The tariff on Tesla – far lower than the 21.3% average on companies that cooperated with the EU investigation and 36.3% on those that did not – came after the California-headquartered firm requested individual treatment as part of the wider Brussels inquiry.
The levies – far lower than the 100% tariffs imposed by the US – come on top of the EU’s existing 10% duty on EVs from China.
EU officials visited Tesla’s Shanghai operations in June and said on Tuesday that the company had benefited from Chinese state subsidies, mainly below-cost batteries, but also cheap land and grants for exporters.
The 9% tariff will apply by 31 October at the latest, subject to approval from EU member states.
The Tesla decision was revealed as the commission announced modest downward tweaks to the tariff rates on Chinese-made EVs after technical talks with the companies.
Under the latest proposals, China’s BYD, which vies with Tesla for the title of the world’s largest producer of electric vehicles, will face a 17% tariff; Geely 19.3% and SAIC 36.3%. The three rates have been revised downwards since provisional measures were published in June and could be changed again.
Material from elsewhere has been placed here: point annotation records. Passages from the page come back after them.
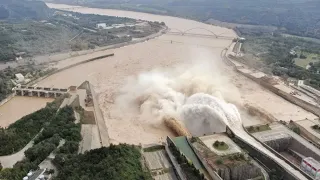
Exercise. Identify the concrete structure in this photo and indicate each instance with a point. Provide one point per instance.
(19, 78)
(311, 166)
(209, 141)
(101, 26)
(37, 175)
(39, 91)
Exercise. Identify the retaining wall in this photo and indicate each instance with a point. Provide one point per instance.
(177, 169)
(307, 135)
(212, 173)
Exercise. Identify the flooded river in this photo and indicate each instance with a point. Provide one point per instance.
(109, 75)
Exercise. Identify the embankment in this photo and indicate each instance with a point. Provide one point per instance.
(7, 99)
(68, 67)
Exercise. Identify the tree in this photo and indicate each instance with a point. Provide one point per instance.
(219, 161)
(216, 143)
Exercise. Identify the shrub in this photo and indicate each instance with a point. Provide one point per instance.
(216, 143)
(219, 161)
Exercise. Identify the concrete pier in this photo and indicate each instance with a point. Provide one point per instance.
(39, 91)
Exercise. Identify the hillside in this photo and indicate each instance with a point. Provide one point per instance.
(298, 17)
(23, 9)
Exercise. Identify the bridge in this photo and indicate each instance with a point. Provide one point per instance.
(188, 32)
(39, 91)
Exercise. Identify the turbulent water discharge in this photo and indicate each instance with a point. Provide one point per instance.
(193, 94)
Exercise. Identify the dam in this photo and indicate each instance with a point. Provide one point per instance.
(39, 91)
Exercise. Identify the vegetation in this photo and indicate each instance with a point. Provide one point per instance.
(16, 9)
(20, 133)
(154, 148)
(293, 17)
(273, 52)
(8, 74)
(237, 157)
(220, 145)
(316, 128)
(46, 144)
(188, 168)
(253, 129)
(115, 162)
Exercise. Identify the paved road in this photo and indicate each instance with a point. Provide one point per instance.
(102, 127)
(10, 160)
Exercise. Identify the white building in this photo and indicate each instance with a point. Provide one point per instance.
(101, 26)
(19, 78)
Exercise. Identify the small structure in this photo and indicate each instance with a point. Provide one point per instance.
(36, 175)
(19, 78)
(101, 26)
(311, 167)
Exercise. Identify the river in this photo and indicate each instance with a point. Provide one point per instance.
(109, 75)
(20, 106)
(145, 64)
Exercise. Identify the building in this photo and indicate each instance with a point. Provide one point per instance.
(101, 26)
(37, 175)
(19, 78)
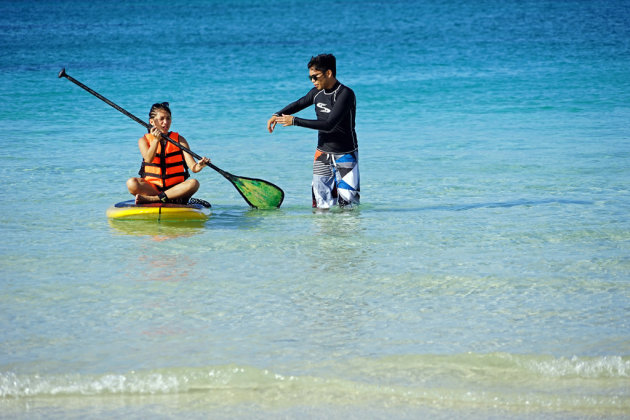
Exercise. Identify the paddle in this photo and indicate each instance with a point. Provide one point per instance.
(258, 193)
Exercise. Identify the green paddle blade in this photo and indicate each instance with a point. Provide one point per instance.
(258, 193)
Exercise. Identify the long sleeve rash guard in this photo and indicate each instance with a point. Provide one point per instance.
(335, 110)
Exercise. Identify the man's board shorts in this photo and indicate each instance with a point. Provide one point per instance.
(335, 179)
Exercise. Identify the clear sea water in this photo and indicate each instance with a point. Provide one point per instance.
(485, 275)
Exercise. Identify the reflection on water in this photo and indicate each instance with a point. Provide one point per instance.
(338, 238)
(158, 231)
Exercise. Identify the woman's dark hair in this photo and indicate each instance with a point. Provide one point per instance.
(324, 62)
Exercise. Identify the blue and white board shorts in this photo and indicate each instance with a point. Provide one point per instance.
(335, 179)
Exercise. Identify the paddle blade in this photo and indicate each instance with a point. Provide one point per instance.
(258, 193)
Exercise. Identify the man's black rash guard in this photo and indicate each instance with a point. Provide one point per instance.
(335, 110)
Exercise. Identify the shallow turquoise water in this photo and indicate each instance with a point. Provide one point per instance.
(485, 274)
EU officials also announced on Tuesday that no company would have to pay provisional tariffs before the likely entry into force by the end of October. Companies are being spared interim duties because EU officials have concluded that European carmakers face “the threat of injury” rather than actual harm, such as factory closures and job losses.
An EU official said if nothing was done, the growth of subsidy-powered Chinese EV exports would soon lead to “material injury” for EU producers, adding: “Our legislation allows us to act before people are fired and factories are shut down.”
The Kiel Institute for the World Economy thinktank estimated earlier this year that China’s aid to EVs amounted to about $5.6bn (€5.05bn, £4.3bn) in 2022 when direct payments to manufacturers were phased out.
By far the biggest beneficiary was BYD, which received $3.7bn. Although Tesla’s aid was dwarfed by its Chinese rival, it was the second biggest beneficiary, with about $426m in support for its Shanghai plant.
The China trade specialist website Soapbox released an analysis this week of figures from the European Commission’s data body Eurostat and Chinese customs authorities that found the EU accounted for 45% of the total value of EVs exported by Beijing between June 2020 and June 2024.
Customs data shows a spike in exports in April by China’s manufacturers ahead of anticipated tariffs, while at the same time registrations of imports of Chinese EVs increased between April and May, dipping thereafter.